Legal Leaders Exchange: Procurement’s contribution to budgeting and spend control

The partnership between in-house and outside counsel is crucial to law department success. When communication is good, the attorneys on both sides of the relationship work well together toward common goals on their matters.
Novartis

Source: Wolters Kluwer

The partnership between in-house and outside counsel is crucial to law department success. When communication is good, the attorneys on both sides of the relationship work well together toward common goals on their matters. However, when it comes to legal spend, their goals and motivations often are not the same. And the cost control conversation can be uncomfortable, even – especially – when there is a longstanding and well-established association. Procurement professionals are valuable team members who can help keep the attorney relationship focused on the law while ensuring that cost control is addressed.

On the latest episode of the Legal Leaders Exchange podcast, entitled Adventures and misadventures of managing budgeting and legal spend, Nathan Cemenska spoke to Andie Lam, a legal procurement specialist at Novartis, about the important perspective and contributions she and her colleagues can offer.

The procurement incentive

In Andie’s experience, it can be easier for procurement team members to have success with cost control. In-house legal professionals are focused on their day-to-day contacts with outside counsel about the legal work itself. In addition to their concern for maintaining a good relationship with their law firm counterparts, at the end of the day, in-house lawyers at most companies are judged on the outcomes of their matters, making that their highest priority.

Rate management mischief

Most legal operations professionals are very familiar with the annual notice from outside counsel firms about increases in their rack rates. Sometimes these communications come with a caveat that the firm is either keeping the same discount for the client or even increasing the discount to counteract some of the rate increase. When presented this way, the raising of rates might seem like a minor change.

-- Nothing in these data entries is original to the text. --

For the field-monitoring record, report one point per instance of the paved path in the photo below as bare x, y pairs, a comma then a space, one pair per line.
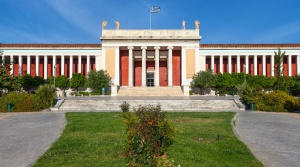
26, 136
273, 138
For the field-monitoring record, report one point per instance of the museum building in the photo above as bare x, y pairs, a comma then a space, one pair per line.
140, 58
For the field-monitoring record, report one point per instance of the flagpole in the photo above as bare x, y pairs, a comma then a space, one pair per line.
150, 17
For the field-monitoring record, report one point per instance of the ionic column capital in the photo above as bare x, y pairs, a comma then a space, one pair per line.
130, 47
170, 47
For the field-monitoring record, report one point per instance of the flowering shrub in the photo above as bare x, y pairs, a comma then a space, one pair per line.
125, 106
20, 102
149, 134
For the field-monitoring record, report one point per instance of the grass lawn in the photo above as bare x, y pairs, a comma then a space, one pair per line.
98, 139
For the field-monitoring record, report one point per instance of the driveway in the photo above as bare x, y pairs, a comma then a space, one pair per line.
273, 138
24, 137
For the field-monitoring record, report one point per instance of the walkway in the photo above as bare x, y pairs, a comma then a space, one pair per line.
273, 138
26, 136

Andie and her team have tried at times to have law firms eliminate the mention of rack rates from their conversations, so far without much success. Naming a rack rate that isn’t the actual hourly charge simply reframes a negotiation in the law firm’s favor. Procurement staff has the necessary skills to interpret that framing and get to the heart of the proposed rate hikes.

A focus on billing guidelines

Novartis has a relatively mature program of legal billing guidelines and enforcement. But getting there wasn’t necessarily simple for the company. For some time, there was a set of billing guidelines in place, but there was no serious effort to enforce them, which meant that noncompliance was common.

Several years ago, the Novartis legal department began an effort to improve and enforce its billing guidelines. Their first step was to refine the guidelines themselves, ensuring conciseness and a focus on only the most critical billing rules. This was a painstaking process, both within Novartis and in tandem with their outside counsel. Communication is central to the success of billing guidelines because everyone involved must be clear about what is to be enforced. The Novartis team went through multiple iterations of communications at various levels within the organization and with the outside counsel.